不思議な話(二ーマンのピク詰め)復刻版H

      ー実際に体験した不思議な出来事の記録ですー

095 「森」

 

 ある森の中の風景を描くために7日間、100号(162cmx130cm)のキャンバスと画材を抱えて通ったことがあります。初日は描く場所を決定するまでに森の中をかなり歩き回ったのですが、ある場所で不思議なものに遭遇しました。その物自体は別に何の不思議もない普通に見かけるものなのですが、何故そこにあるのかが不思議だったのです。


雑木林の中を進んでいると時々ちょっとした開けた場所があるのですが、その場所もそういった特に珍しくもない畳3畳分くらいのスペースで、普通に通り抜けようとしたのですが、ふと正面の木立を見上げた時にその場から動けなくなってしまいました。


地上から3メートルくらいの木立の幹に「コーラのビン」がくくりつけてあるのです。


最近あまり見かけなくなりましたが、ビンの途中にくびれのあるあのコーラのビンです。
キャップはありませんでしたが中身は入っているようでした。細い針金でくくりつけてあるのですがその針金は結構新しいもののように思われました。

森-s



 

最初イノシシを捕るための仕掛けかと思いましたが、コーラのビン以外に仕掛けらしい仕掛けはありませんでした。そもそも木にくくられたコーラにどのような効果があるのかも疑問です。他に考えられるのは亡くなられた方の為のお供えですが、それなら木の根元でも良いはずで、わざわざ3メートルの高さにお供えする意味がわかりません。

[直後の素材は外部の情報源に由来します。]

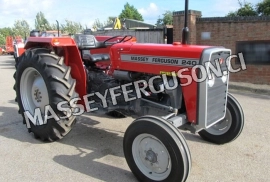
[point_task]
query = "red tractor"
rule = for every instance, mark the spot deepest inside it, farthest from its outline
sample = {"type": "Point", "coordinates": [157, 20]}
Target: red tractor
{"type": "Point", "coordinates": [9, 45]}
{"type": "Point", "coordinates": [56, 81]}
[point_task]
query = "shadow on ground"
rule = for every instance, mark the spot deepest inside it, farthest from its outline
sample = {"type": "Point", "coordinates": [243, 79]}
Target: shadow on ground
{"type": "Point", "coordinates": [103, 144]}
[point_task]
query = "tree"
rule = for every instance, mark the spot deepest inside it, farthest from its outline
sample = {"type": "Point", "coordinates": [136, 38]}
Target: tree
{"type": "Point", "coordinates": [41, 23]}
{"type": "Point", "coordinates": [246, 9]}
{"type": "Point", "coordinates": [167, 19]}
{"type": "Point", "coordinates": [263, 8]}
{"type": "Point", "coordinates": [21, 28]}
{"type": "Point", "coordinates": [2, 39]}
{"type": "Point", "coordinates": [109, 20]}
{"type": "Point", "coordinates": [71, 27]}
{"type": "Point", "coordinates": [97, 25]}
{"type": "Point", "coordinates": [130, 12]}
{"type": "Point", "coordinates": [6, 31]}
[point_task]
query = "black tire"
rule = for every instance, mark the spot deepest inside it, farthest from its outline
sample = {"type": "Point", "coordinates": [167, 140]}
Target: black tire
{"type": "Point", "coordinates": [171, 139]}
{"type": "Point", "coordinates": [236, 114]}
{"type": "Point", "coordinates": [60, 87]}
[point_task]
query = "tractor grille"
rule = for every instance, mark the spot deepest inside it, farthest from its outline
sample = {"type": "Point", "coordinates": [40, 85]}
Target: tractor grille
{"type": "Point", "coordinates": [212, 104]}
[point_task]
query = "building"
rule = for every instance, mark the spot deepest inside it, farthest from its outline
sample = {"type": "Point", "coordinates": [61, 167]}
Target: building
{"type": "Point", "coordinates": [130, 24]}
{"type": "Point", "coordinates": [247, 35]}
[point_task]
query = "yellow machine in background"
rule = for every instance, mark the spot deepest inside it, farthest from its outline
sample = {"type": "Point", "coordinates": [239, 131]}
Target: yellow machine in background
{"type": "Point", "coordinates": [117, 24]}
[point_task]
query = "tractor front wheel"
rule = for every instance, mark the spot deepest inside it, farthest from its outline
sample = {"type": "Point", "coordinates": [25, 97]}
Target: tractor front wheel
{"type": "Point", "coordinates": [42, 81]}
{"type": "Point", "coordinates": [229, 128]}
{"type": "Point", "coordinates": [156, 151]}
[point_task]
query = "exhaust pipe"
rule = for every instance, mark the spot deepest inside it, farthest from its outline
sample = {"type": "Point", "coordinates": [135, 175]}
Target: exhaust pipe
{"type": "Point", "coordinates": [185, 31]}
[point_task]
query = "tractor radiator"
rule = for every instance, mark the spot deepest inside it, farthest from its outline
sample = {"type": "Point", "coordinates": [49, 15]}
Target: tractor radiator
{"type": "Point", "coordinates": [213, 92]}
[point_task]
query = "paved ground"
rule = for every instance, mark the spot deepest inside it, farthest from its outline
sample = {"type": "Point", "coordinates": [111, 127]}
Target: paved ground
{"type": "Point", "coordinates": [93, 150]}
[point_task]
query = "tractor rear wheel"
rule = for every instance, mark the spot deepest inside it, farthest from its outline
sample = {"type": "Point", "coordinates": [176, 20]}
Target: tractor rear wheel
{"type": "Point", "coordinates": [229, 128]}
{"type": "Point", "coordinates": [42, 81]}
{"type": "Point", "coordinates": [156, 151]}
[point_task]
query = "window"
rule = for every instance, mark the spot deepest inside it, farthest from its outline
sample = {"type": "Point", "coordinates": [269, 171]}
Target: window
{"type": "Point", "coordinates": [255, 52]}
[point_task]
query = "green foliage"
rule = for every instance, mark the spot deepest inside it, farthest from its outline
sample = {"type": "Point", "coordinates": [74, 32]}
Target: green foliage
{"type": "Point", "coordinates": [167, 19]}
{"type": "Point", "coordinates": [109, 21]}
{"type": "Point", "coordinates": [21, 28]}
{"type": "Point", "coordinates": [41, 23]}
{"type": "Point", "coordinates": [2, 39]}
{"type": "Point", "coordinates": [6, 31]}
{"type": "Point", "coordinates": [263, 8]}
{"type": "Point", "coordinates": [246, 9]}
{"type": "Point", "coordinates": [130, 12]}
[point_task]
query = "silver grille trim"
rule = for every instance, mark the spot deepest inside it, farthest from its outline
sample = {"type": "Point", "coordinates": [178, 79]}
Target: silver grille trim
{"type": "Point", "coordinates": [212, 101]}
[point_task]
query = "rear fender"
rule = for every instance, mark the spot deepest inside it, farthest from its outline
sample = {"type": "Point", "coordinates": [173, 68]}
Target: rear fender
{"type": "Point", "coordinates": [72, 59]}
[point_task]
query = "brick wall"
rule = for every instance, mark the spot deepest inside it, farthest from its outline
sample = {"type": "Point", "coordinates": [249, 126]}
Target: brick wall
{"type": "Point", "coordinates": [225, 32]}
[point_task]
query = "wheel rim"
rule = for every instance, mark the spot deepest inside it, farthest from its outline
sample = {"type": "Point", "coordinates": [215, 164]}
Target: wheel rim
{"type": "Point", "coordinates": [33, 91]}
{"type": "Point", "coordinates": [222, 126]}
{"type": "Point", "coordinates": [151, 157]}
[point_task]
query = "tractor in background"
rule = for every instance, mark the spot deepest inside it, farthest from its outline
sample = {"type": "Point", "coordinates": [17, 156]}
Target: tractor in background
{"type": "Point", "coordinates": [54, 74]}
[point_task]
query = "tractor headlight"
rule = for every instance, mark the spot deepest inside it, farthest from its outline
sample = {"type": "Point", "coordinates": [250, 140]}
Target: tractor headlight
{"type": "Point", "coordinates": [211, 80]}
{"type": "Point", "coordinates": [224, 78]}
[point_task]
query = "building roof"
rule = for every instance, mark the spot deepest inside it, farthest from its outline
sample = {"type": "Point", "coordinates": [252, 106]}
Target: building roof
{"type": "Point", "coordinates": [131, 24]}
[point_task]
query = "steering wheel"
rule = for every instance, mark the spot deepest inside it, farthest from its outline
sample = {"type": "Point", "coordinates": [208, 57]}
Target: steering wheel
{"type": "Point", "coordinates": [122, 40]}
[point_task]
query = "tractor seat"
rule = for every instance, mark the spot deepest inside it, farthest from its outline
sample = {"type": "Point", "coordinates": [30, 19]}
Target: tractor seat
{"type": "Point", "coordinates": [95, 58]}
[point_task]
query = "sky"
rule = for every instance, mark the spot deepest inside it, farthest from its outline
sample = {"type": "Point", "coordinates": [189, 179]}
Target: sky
{"type": "Point", "coordinates": [87, 11]}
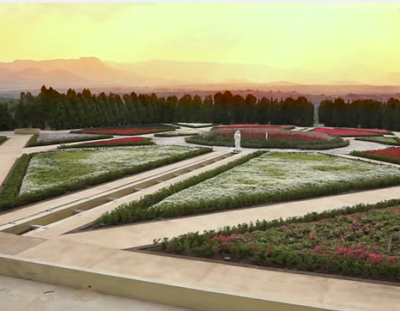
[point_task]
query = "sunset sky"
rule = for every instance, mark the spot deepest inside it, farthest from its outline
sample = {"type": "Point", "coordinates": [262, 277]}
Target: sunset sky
{"type": "Point", "coordinates": [343, 38]}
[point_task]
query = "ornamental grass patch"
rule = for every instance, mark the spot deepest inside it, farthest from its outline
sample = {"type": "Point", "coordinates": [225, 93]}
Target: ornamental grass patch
{"type": "Point", "coordinates": [255, 179]}
{"type": "Point", "coordinates": [360, 241]}
{"type": "Point", "coordinates": [39, 176]}
{"type": "Point", "coordinates": [118, 142]}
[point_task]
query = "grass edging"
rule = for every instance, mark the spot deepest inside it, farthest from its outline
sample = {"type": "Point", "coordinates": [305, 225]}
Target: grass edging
{"type": "Point", "coordinates": [144, 142]}
{"type": "Point", "coordinates": [270, 143]}
{"type": "Point", "coordinates": [10, 198]}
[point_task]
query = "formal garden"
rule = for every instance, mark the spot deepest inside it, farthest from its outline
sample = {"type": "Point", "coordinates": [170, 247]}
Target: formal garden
{"type": "Point", "coordinates": [258, 178]}
{"type": "Point", "coordinates": [38, 176]}
{"type": "Point", "coordinates": [44, 139]}
{"type": "Point", "coordinates": [360, 241]}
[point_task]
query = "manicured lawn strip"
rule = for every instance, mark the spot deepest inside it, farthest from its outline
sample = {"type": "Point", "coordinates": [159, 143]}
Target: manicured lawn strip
{"type": "Point", "coordinates": [346, 132]}
{"type": "Point", "coordinates": [10, 198]}
{"type": "Point", "coordinates": [193, 202]}
{"type": "Point", "coordinates": [228, 141]}
{"type": "Point", "coordinates": [358, 241]}
{"type": "Point", "coordinates": [194, 126]}
{"type": "Point", "coordinates": [129, 130]}
{"type": "Point", "coordinates": [172, 134]}
{"type": "Point", "coordinates": [2, 139]}
{"type": "Point", "coordinates": [118, 143]}
{"type": "Point", "coordinates": [140, 210]}
{"type": "Point", "coordinates": [395, 141]}
{"type": "Point", "coordinates": [32, 142]}
{"type": "Point", "coordinates": [375, 156]}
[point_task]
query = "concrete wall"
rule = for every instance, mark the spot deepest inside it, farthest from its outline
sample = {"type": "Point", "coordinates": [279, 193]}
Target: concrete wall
{"type": "Point", "coordinates": [140, 288]}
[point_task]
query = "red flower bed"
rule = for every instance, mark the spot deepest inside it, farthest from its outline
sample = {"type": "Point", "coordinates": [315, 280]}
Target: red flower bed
{"type": "Point", "coordinates": [117, 141]}
{"type": "Point", "coordinates": [278, 135]}
{"type": "Point", "coordinates": [346, 132]}
{"type": "Point", "coordinates": [392, 152]}
{"type": "Point", "coordinates": [124, 131]}
{"type": "Point", "coordinates": [255, 126]}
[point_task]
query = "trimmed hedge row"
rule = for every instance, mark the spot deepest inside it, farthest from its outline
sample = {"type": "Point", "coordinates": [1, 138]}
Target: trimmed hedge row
{"type": "Point", "coordinates": [201, 245]}
{"type": "Point", "coordinates": [139, 210]}
{"type": "Point", "coordinates": [375, 157]}
{"type": "Point", "coordinates": [145, 141]}
{"type": "Point", "coordinates": [32, 142]}
{"type": "Point", "coordinates": [376, 140]}
{"type": "Point", "coordinates": [10, 198]}
{"type": "Point", "coordinates": [227, 141]}
{"type": "Point", "coordinates": [2, 139]}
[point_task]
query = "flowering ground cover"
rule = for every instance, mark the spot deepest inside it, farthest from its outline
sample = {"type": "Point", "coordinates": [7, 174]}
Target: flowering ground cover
{"type": "Point", "coordinates": [118, 142]}
{"type": "Point", "coordinates": [381, 140]}
{"type": "Point", "coordinates": [39, 176]}
{"type": "Point", "coordinates": [255, 126]}
{"type": "Point", "coordinates": [256, 138]}
{"type": "Point", "coordinates": [391, 155]}
{"type": "Point", "coordinates": [261, 178]}
{"type": "Point", "coordinates": [44, 139]}
{"type": "Point", "coordinates": [350, 131]}
{"type": "Point", "coordinates": [136, 130]}
{"type": "Point", "coordinates": [2, 139]}
{"type": "Point", "coordinates": [361, 241]}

しばらくそこで考えてみたのですが答えは出ませんでした。絵を描く場所はそこからそれほど離れていないポイントになったので時々カメラを持って覗きに行っていましたが、結局そのコーラのビンの写真を撮ることは出来ませんでした。怖いから撮れなかったのではないのです。何故か撮ってはいけないような気がしたからなのです。